Looking back, his deception had been absolute, final, severing all ties to her heart. Today, it sliced through her as sharply as a surgeon’s blade, as did the bitter truth.
He’d only been using her to get to her husband. Her ex-husband, now.
That facade of genuine caring he’d once shown her was nothing more than a deceptive cloak he threw over himself as easily as putting on a jacket. The humiliating facts were staring her in the face. Everything he’d said, everything he’d done, had been part of his undercover role.
He’d never really felt anything for her. She’d been nothing more than a job to him, and probably only an object of his pity.
“May I come in?” he asked in that deep, sensual, bedroom voice she remembered.
Not in the bedroom, though. Theirs had never been a sexual relationship.
In many ways, she’d thought it had been deeper, more meaningful, which was precisely why finding out about him hurt so much more than she could ever have imagined.
“Uh, Vic?” Tracee glanced over her shoulder at him, frowning. “Do you want me to throw him out?”
The thought of Tracee, who was at least a foot shorter than Kyle, forcing him to go anywhere nearly made her laugh. Those powerful shoulders could probably break through a concrete wall.
“No.” She shook her head. “It’s fine. He can stay.” This conversation was inevitable, and she might as well get it over with.

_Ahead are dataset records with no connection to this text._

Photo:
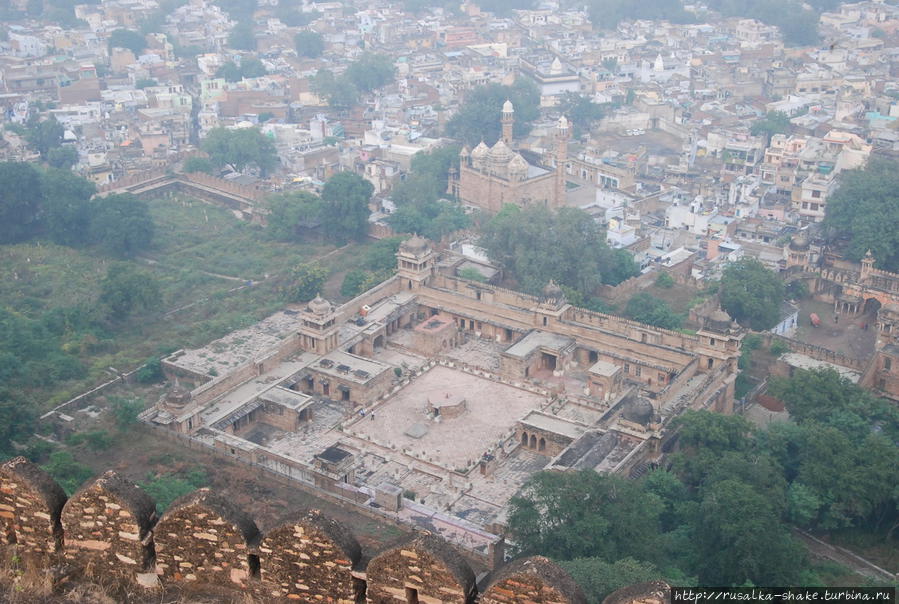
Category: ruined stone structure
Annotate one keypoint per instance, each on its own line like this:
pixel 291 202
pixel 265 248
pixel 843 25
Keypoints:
pixel 452 390
pixel 204 539
pixel 320 547
pixel 107 525
pixel 426 569
pixel 856 290
pixel 30 505
pixel 490 177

“You sure?” Tracee shot Kyle a look intended to be menacing. He glanced down at her, a corner of his mouth twitching.
“Yes, I’m sure.” She nodded. “But thank you for the concern.”
“If you need me, hit the panic button on the phone. Or just scream at the top of your lungs, and I’ll come running. Brad will come running. We’ll all come running.” Reluctantly, she turned and began closing the door, shooting one last venomous look at Kyle’s back.
With a heavy sigh, Victoria indicated a small armchair opposite her desk, and he sat.
“It’s been a long time,” he said, his expression unreadable. “But I had no choice.”
Kyle. Part of her still couldn’t believe that was his name. It was, quite possibly, the only real thing she knew about him.
“I was told you’d left town,” he continued. “Chicago, that is. And gotten a divorce. A wise move.”
“The wisest I ever made,” she whispered. The tension between them crackled like a loose power cable. Sure enough, the hairs on the back of her neck prickled like a barbed wire necklace. “Why are you here?”
“To see how you are.” The creases on his forehead deepened.